The two of them break all the rules. In an extremely homophobic working-class culture of miners and blue-collar workers, they share the same room to save on rent. They also break the Aussie code of simply getting on with life and not complaining. Although Jack does have a broken leg, if he was a true blue Aussie we wouldn’t hear about it every few minutes. Grant, in contrast, had surgery a few weeks ago and had to take two days off his job at the meat factory, and wouldn’t even let Jim help him up the stairs the day he came out of hospital. But perhaps the most cardinal sin of all in this institution built solidly on a tight sleep/work/drink cycle is that for the past week, Jack and Darren have both been getting drunk and fighting well into the night, keeping the other housemates awake with the haunting sound of drunken Freudian dramas coming from their room.

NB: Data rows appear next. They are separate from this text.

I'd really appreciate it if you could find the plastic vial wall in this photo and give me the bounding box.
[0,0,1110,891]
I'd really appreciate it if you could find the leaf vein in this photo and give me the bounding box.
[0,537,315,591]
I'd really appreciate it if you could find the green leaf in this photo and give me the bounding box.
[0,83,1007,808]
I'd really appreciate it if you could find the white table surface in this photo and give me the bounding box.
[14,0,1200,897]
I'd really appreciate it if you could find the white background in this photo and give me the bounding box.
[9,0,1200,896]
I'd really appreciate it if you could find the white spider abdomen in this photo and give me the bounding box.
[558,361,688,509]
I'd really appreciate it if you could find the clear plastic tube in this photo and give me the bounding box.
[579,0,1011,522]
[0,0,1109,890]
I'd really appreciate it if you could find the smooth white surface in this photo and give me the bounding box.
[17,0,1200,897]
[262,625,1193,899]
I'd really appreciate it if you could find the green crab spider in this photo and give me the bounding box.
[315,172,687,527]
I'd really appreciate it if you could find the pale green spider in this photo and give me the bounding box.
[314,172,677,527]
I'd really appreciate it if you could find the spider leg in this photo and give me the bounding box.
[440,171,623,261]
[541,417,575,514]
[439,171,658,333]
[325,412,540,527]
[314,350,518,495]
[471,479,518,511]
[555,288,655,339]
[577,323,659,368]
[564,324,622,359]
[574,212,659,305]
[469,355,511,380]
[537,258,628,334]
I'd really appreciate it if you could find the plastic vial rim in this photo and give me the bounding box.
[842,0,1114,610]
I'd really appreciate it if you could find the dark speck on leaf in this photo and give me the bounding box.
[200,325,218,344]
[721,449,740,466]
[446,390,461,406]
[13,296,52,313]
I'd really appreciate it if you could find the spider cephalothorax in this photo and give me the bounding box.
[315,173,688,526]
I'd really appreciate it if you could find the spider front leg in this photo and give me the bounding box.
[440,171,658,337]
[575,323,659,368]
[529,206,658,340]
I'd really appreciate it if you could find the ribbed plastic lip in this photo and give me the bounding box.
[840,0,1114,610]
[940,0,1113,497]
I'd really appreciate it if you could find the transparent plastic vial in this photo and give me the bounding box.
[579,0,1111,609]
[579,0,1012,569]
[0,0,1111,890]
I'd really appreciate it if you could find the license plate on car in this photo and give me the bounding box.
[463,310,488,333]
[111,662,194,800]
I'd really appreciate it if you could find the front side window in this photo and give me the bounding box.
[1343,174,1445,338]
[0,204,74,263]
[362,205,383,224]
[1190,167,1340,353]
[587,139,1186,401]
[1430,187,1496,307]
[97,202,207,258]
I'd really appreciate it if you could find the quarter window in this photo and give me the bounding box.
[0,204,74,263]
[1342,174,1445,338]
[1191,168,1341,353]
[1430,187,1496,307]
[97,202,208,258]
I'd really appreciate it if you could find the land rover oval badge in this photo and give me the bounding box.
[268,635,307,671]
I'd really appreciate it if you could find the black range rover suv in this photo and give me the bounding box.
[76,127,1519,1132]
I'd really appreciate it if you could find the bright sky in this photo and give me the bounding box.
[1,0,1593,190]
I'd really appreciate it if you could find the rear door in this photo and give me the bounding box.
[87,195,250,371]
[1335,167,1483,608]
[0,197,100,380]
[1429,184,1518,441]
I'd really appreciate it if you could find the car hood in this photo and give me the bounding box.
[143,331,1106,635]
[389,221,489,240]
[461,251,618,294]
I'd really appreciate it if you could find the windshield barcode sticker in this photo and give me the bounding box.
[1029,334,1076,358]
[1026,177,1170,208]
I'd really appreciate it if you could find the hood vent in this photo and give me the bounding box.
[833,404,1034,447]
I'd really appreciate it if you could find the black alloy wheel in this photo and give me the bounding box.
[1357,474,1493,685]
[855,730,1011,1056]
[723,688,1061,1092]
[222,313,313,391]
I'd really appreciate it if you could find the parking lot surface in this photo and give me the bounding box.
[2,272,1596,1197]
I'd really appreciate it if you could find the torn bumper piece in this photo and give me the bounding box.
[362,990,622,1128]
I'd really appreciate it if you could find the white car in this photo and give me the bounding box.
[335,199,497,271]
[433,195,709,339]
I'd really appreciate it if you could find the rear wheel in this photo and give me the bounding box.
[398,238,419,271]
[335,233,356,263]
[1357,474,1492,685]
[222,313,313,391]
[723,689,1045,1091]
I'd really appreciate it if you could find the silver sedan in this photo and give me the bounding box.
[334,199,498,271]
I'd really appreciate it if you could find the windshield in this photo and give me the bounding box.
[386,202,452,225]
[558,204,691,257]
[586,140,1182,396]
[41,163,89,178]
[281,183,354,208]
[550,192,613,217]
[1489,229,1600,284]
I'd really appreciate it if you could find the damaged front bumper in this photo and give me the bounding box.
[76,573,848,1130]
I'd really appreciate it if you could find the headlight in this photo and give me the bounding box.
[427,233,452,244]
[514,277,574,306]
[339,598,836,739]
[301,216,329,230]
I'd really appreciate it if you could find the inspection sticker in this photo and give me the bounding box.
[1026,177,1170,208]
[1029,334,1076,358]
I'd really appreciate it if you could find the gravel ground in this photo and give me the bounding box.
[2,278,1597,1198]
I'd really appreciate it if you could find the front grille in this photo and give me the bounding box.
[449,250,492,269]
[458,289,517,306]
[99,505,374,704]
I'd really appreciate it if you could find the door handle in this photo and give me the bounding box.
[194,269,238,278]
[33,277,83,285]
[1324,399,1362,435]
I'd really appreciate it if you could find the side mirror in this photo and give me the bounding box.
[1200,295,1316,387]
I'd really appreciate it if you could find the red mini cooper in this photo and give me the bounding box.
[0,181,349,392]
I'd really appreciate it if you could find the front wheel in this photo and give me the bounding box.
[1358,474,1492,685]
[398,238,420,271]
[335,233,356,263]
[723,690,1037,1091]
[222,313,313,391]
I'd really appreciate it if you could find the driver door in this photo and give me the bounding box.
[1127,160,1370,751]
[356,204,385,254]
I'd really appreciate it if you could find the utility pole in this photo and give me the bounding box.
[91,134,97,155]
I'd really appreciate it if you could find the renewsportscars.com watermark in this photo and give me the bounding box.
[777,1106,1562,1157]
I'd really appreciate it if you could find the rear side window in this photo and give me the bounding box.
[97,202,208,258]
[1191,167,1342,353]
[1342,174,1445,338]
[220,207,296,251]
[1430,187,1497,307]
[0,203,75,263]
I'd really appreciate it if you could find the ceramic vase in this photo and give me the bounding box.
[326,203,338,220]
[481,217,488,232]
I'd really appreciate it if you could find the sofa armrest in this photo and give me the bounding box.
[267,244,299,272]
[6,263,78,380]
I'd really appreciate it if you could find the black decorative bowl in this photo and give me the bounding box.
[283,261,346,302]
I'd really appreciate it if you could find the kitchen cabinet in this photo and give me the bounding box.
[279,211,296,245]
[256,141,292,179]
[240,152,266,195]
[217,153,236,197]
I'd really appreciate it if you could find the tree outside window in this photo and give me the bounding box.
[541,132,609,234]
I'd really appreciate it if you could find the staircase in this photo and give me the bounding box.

In the last ten minutes, they’ve become noticeably more heated. I’m simultaneously trying to file a column on organic cotton bathing suits, locate my interview with a couple so that I can check a quote, and answer my phone, which I can see is my mum ringing, when the door almost bashes down.
‘HE-LP! HELP!’
Jim is closest to the door, so he opens it, quickly.
‘I’ve LOST JACK!’
‘What do you mean?’
Jim is thinking what I’m thinking. How far can a man on crutches go when the only exit is a massive flight of stairs?
‘I yelled at him to fuck off and he did! Hey Jimbo can I borrow your phone?’ he squeaks. ‘I don’t have any credit left on mine!’
I give up on filing my column with this soap opera unfolding, and pack up my laptop. Darren, standing in the doorway, peering in to see where I am, makes me uneasy. Just as Jim is handing over the phone to Darren, Jack reappears, crawling in from outside, on his hands and knees.
‘I’m in pain! I’m in pain! You know, it’d be safe to say this is WORSE THAN CHILDBIRTH!’
He’s in a heap at our doorway now. Both of them are looking at us like we’re their long
lost parents, come to rescue them. Jim starts nervously checking the time on his phone, now that Darren has handed it back. He is due on stage in ten minutes.
‘MATE! YA GOTTA GET ME TO A HOSPITAL! THIS IS FUCKING SERIOUS!’
I have no idea what is wrong with Jack, but Jim flicks into gear and says yes, sure, he can take him to a hospital. But how are we going to get Jack down three flights of steep stairs when he can’t walk?
Jim and Darren carry him, while he moans the entire way, heaving him into the back seat of the car. We drop them both off at the Fremantle Hospital, Darren in tow to push his wheelchair.
We pull up at the gig and Jim runs into the bar like a rock star, laughing. But I’m peeved. Sure, it was okay this time. But Jim’s lack of boundaries and limits with people is starting to worry me.
The next day is cleaning day, when pastel-topped Jenny, in her early fifties, arrives in bright efficiency, sweetness and light. Her presence brings a significant lift in the energy of the smoke-stained walls. She folds us clean white towels in triangles and lays them at the end of our bed, the pillows plumped and the faint hint of her talc-scented perfume lingering in the rooms like air-freshener.
In the kitchen making tea with some herbs Mole has left her, she lowers her voice and tells me that she won’t be coming to do the cleaning for a few weeks, because she has just found out her breast cancer has returned.
‘But I’m feeling positive,’ she says. She talks of the way she’s changed her diet, started meditating, ingesting herbal concoctions and avoiding smoky, loud or stressful environments. It’s just then that I smell someone’s cigarette smoke, looking up to see that Jack, who is no longer in the hospital we took him to, is blowing thick rings of smoke towards Jenny.